Google Wallet Puts Banks In Its Pocket

Google Inc. isn’t asking for a share of the payments revenue generated with its new mobile wallet. Nevertheless, partnering with the search engine juggernaut could be a trade-off for banks.

Google plans to make money through an associated service in which merchants pay to display coupons on the phone screen. Banks may be leaving money on the table if they allow Google to keep all of that advertising revenue for itself, some experts said.

“For Google not to give them a piece of that revenue pie from the promotions … forget it. I wouldn’t do it,” said Brad Strothkamp, a principal analyst at Forrester Research Inc.

The Google Wallet app allows a consumer to load her debit or credit card information into a mobile phone that runs on Google’s Android operating system. The consumer can then pay for purchases by tapping the handset against a terminal at the checkout counter. The allure for banks is that they stand to capture a greater share of a consumer’s spending if the card can be used so easily.

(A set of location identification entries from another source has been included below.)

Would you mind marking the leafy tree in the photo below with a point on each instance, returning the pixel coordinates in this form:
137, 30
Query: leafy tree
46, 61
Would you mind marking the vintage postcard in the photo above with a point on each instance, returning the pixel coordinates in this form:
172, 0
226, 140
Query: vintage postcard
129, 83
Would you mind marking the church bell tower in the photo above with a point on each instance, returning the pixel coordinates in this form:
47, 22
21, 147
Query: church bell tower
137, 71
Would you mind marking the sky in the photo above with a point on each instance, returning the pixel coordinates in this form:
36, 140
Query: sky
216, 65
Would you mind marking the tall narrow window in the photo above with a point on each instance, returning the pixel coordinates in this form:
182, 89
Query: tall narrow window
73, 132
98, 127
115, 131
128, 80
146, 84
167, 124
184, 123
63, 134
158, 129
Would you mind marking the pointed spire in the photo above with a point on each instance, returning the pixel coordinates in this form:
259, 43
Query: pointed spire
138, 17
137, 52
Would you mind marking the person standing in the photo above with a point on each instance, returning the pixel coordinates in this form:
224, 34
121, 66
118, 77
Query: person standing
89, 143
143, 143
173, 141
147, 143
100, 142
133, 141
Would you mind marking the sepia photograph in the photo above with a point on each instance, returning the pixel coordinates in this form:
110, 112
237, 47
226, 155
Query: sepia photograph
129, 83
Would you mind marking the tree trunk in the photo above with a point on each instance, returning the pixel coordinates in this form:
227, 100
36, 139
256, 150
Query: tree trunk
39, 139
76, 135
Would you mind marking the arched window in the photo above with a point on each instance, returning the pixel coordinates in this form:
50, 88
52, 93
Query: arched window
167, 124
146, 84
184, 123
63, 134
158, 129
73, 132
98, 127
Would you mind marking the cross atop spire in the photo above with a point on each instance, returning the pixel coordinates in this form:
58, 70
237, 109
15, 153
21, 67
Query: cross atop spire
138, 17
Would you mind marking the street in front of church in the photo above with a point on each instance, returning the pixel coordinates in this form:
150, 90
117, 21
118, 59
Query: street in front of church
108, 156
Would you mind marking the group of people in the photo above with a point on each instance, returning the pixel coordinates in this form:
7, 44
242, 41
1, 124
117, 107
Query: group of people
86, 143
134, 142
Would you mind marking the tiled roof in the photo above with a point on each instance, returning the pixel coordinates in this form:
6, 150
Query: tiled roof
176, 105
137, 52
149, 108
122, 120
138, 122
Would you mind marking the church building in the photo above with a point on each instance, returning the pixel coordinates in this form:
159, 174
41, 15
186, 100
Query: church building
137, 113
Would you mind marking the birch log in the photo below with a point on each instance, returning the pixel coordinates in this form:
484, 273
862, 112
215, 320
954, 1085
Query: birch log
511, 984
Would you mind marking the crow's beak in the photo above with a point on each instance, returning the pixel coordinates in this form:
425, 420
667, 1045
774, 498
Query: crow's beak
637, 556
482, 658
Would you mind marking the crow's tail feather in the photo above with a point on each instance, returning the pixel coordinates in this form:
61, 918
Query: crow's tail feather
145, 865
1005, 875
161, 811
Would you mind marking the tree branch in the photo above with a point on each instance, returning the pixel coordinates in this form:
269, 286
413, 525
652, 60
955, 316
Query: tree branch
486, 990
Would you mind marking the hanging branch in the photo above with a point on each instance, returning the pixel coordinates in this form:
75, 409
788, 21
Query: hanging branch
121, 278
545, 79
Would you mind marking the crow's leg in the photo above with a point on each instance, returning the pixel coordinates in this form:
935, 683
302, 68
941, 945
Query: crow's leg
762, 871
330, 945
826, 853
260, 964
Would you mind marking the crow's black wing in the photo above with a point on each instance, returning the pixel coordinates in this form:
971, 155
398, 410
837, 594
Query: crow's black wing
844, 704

But Strothkamp said there is a precedent for banks taking a cut of the kind of revenue Google will collect — many vendors offer merchant-funded reward programs that share revenue with banks. These vendors could attach their programs to mobile payment apps, Strothkamp said.

Peter Ho, the product manager for card services and consumer lending at Wells Fargo & Co., would not say whether it plans to work with Google, but he said the wallet service is a positive development for mobile payments.

“One of the neat things about the Google announcement is they’ve taken NFC” — near-field communication technology — “beyond payments, and I think that’s a significant thing in terms of … why banks are paying attention to it,” Ho said.

Still, he said that signing on would be a compromise compared to banks’ previous approaches to mobile payments.

The release of the Nexus S, the only Android smartphone that includes an NFC chip, “changed the game a little bit,” Ho said. “Suddenly the bank is no longer the owner of the wallet, like it or not. If we want to play, we kind of have to be part of this mixed wallet or this open wallet because that’s about the only way we’re going to be able to get onto that phone.”

Google’s system is built on NFC technology preinstalled in Android smartphones, a cleaner integration of NFC technology than what many banks have used in trials.

Wells Fargo and U.S. Bancorp, for example, are testing an add-on memory card with an embedded NFC antenna, provided by Visa Inc. and DeviceFidelity Inc. Wells Fargo is testing the memory card with 200 employees in San Francisco.

“It’s a bridge technology,” Ho said. “We’ve always intended it to be a bridge technology in the sense that … there would be NFC handsets in the market in the future.”